Ford Is Making Its Own Electric Truck, So Why Is It Investing In Rivian?

April 25, 2019, 3:52 PM UTC

Ford Motor Company is investing $500 million dollars into Rivian, a Michigan-based electric vehicle (EV) startup and will use the company’s unique battery architecture to develop a yet unnamed vehicle. For Ford, it’s an additional investment into electrification on top of the $11-billion dollars its spending to build a comprehensive EV product portfolio. The announcement is another sign that automakers are betting heavily on EVs as their path toward the future, despite the small numbers of electrified vehicles on the road today.

Last November, Rivian, founded in 2009 by engineer RJ Scaringe, showed off a battery-powered pickup truck and SUV at the Los Angeles Auto Show. In February, Amazon announced a $700-million dollar investment in Rivian to develop an electric delivery vehicle. What captures investors’ attention is Rivian’s unique skateboard-like platform that creates flexibility for additional cargo space—something coveted by fleet owners. Some analysts pinpoint Rivian as the latest viable threat to Tesla—the company that has led the charge in EVs but reported heavy first quarter losses yesterday. Tesla also announced earlier this week that the Model X will get a refreshed powertrain, and a bump up to 320 miles of range. Rivian claims it 2020 SUV, the R1S, and pickup truck, the R1T, will have a 400-mile range.

“This is exciting for us.

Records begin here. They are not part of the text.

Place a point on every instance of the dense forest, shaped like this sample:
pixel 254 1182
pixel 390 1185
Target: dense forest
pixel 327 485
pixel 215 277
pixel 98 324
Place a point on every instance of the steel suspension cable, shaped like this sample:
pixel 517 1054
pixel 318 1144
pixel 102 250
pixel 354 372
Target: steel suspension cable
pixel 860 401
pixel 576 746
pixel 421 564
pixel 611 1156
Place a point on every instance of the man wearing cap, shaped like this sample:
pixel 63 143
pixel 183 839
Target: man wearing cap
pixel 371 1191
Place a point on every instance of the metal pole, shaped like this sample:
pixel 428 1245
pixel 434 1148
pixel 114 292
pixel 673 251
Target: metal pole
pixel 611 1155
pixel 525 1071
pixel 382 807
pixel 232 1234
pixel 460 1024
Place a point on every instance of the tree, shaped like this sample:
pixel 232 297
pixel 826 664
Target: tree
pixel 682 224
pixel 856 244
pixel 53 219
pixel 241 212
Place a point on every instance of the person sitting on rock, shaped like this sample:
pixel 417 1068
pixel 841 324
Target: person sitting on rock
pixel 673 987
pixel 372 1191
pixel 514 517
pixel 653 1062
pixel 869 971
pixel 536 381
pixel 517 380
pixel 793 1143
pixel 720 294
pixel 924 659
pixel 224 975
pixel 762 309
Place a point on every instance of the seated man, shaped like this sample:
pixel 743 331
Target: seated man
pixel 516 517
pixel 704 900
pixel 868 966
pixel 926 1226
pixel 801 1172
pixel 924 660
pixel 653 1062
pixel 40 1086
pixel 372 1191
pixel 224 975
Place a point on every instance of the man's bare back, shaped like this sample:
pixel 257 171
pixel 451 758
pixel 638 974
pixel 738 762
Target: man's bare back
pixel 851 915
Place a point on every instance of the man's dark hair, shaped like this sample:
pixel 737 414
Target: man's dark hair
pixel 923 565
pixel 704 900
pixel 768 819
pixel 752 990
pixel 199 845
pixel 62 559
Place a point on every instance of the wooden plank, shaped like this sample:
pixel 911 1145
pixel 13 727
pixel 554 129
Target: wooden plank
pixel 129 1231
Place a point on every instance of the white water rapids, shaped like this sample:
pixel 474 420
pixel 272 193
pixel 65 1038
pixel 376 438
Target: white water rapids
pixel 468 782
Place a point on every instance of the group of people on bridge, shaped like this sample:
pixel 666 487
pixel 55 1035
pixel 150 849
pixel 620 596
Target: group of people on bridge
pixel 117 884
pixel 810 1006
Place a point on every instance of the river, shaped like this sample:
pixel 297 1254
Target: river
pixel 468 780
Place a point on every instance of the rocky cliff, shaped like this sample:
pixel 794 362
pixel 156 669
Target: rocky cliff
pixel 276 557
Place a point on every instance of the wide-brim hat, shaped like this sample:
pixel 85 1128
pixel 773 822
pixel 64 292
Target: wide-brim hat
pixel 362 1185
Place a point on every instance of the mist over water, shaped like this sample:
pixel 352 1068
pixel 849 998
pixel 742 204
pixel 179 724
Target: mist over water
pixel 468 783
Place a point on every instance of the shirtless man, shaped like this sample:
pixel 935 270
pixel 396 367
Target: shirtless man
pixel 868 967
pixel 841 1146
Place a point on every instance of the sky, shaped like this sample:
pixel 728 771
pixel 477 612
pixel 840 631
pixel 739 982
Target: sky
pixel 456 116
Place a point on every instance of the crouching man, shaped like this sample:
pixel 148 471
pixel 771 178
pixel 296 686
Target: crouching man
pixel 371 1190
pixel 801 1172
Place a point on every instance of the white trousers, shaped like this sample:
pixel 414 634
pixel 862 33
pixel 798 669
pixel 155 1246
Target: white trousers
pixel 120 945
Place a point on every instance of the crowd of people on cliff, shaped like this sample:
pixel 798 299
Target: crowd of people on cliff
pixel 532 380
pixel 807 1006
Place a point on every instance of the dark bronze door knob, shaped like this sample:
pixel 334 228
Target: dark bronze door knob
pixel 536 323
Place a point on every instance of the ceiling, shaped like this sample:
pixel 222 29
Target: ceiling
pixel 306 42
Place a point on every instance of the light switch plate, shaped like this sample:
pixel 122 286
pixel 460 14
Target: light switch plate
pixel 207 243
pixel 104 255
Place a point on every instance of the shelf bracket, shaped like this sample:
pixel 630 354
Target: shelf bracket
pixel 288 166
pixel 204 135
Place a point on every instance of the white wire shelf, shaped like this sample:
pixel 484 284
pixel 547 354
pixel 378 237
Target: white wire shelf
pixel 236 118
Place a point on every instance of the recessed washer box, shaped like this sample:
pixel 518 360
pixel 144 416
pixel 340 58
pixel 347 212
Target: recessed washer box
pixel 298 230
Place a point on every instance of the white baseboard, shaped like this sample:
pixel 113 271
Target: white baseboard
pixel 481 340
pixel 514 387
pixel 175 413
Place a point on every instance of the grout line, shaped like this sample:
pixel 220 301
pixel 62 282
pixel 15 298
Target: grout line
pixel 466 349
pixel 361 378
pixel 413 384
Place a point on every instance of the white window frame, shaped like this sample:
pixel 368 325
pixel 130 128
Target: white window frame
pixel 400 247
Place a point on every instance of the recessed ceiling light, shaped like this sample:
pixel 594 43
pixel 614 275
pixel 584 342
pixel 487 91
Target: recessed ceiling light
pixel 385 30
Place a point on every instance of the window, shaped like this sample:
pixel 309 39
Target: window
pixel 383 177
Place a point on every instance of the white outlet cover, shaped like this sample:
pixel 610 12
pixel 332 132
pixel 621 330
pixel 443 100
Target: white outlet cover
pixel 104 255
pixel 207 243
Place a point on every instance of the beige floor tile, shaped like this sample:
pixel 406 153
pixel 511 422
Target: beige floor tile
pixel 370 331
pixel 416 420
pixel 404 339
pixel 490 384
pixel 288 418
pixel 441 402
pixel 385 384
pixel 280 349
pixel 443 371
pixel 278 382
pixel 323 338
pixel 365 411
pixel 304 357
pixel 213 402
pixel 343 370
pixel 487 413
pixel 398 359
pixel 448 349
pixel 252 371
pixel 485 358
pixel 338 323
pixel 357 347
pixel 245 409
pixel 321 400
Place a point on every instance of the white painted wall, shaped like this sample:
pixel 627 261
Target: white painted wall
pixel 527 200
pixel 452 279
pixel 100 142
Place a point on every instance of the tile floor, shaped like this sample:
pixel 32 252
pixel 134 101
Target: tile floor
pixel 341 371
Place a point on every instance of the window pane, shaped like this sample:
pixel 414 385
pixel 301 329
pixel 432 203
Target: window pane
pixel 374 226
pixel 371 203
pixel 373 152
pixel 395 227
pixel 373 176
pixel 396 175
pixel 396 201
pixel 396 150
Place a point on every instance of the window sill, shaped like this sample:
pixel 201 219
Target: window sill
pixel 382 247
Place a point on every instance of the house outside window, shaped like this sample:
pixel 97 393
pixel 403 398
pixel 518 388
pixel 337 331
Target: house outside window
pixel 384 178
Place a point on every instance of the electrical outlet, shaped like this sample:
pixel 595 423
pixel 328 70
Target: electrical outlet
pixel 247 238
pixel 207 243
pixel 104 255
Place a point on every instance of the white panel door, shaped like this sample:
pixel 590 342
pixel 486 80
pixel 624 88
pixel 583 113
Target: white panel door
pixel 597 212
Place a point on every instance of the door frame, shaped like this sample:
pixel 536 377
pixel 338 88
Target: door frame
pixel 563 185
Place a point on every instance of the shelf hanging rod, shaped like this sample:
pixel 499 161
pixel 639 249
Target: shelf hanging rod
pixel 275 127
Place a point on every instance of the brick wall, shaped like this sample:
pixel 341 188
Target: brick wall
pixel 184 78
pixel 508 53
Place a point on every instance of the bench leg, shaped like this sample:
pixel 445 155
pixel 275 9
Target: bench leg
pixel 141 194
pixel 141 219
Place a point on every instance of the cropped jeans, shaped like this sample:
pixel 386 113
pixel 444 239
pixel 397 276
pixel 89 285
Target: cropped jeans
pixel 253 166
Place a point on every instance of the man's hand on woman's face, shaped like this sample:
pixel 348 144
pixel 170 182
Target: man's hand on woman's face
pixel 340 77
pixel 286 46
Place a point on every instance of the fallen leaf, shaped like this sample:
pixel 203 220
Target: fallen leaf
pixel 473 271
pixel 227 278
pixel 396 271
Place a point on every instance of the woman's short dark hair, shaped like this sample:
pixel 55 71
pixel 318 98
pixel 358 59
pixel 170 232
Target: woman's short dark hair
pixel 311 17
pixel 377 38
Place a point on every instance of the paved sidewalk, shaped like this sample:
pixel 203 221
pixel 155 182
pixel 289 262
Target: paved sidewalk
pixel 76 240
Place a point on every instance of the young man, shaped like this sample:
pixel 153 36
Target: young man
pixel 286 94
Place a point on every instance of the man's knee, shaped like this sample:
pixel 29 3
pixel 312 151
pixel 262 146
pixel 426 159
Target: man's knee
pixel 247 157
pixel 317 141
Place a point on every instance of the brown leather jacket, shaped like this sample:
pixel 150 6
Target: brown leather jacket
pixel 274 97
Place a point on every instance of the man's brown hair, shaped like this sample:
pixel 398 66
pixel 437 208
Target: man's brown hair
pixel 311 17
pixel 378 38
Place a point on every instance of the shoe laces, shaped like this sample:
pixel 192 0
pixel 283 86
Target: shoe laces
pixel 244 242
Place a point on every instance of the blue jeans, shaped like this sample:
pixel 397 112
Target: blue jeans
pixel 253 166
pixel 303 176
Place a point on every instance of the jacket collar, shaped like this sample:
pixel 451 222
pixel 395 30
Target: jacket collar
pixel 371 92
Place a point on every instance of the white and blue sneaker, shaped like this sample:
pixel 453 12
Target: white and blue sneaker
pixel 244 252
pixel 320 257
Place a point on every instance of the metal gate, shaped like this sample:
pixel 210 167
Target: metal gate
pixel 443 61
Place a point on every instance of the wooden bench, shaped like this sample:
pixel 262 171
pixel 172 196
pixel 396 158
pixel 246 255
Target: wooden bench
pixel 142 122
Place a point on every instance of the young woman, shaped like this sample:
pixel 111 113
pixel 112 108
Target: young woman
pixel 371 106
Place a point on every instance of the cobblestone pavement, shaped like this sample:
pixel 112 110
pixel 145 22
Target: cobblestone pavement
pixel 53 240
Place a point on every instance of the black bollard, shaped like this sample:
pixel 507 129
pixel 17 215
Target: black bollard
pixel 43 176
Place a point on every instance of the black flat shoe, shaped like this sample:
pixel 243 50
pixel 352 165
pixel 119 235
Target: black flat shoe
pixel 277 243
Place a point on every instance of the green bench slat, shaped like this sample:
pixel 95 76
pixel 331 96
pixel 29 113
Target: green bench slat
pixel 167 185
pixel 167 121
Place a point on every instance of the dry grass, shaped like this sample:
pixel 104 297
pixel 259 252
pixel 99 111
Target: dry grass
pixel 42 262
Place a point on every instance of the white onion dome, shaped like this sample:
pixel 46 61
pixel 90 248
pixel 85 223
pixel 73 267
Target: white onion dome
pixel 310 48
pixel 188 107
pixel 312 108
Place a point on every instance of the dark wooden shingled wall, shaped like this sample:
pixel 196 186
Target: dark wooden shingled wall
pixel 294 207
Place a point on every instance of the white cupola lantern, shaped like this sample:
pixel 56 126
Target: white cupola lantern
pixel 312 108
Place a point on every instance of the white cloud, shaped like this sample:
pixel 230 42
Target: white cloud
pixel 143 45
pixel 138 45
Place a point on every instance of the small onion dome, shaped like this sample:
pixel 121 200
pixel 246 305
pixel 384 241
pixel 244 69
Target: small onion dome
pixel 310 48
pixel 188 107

We’ve gotten to know their team and RJ Scaringe, Rivian’s founder and CEO,” said Ford spokesperson Jennifer Flake. “Really this is about accelerating our efforts to create a more sustainable future. It’s a way for us for us to go faster, to learn from each other and offer consumers more choices in the EV space.”

Ford is already developing an electrified Mustang and a battery-powered version of the F150, the best-selling vehicle in the US. Ford declined to name the product it will build with Rivian.

“Ford has promised a portfolio of electric vehicles, including a pickup truck, as well as other models,” said Michelle Krebs, an executive analyst at Autotrader. “Rivian has a well-developed, innovative approach to electrifying trucks that is ready to go. Rivian has the benefit of Ford’s leadership position in the truck market — Ford has something like a 70% loyalty rate in trucks — with its wide distribution network and raft of potential customers, most importantly commercial fleet customers.”

In addition to Rivian’s tech, the nimble aspect of a young company has value to Ford, a legacy automaker striving to prove to investors it can adapt to a changing business landscape. “They don’t have the same buy-in or biases on processes as a 116-year old company,” Flake said. Ford invested $1 billion dollars in the self-driving startup Argo overtwo years ago. In a sign of a further shifting playing field, VW and Ford announced earlier this year they are in talks to partner on autonomous driving efforts with potential VW investment into Argo.

“I don’t see this as a risky move at all. For Ford, $500 million isn’t that huge a bet and they are placing other ones, like with VW,” Krebs said. “If the partnership proceeds harmoniously—and that’s no guarantee as we have seen in this industry in the past—it should produce benefits for both companies.”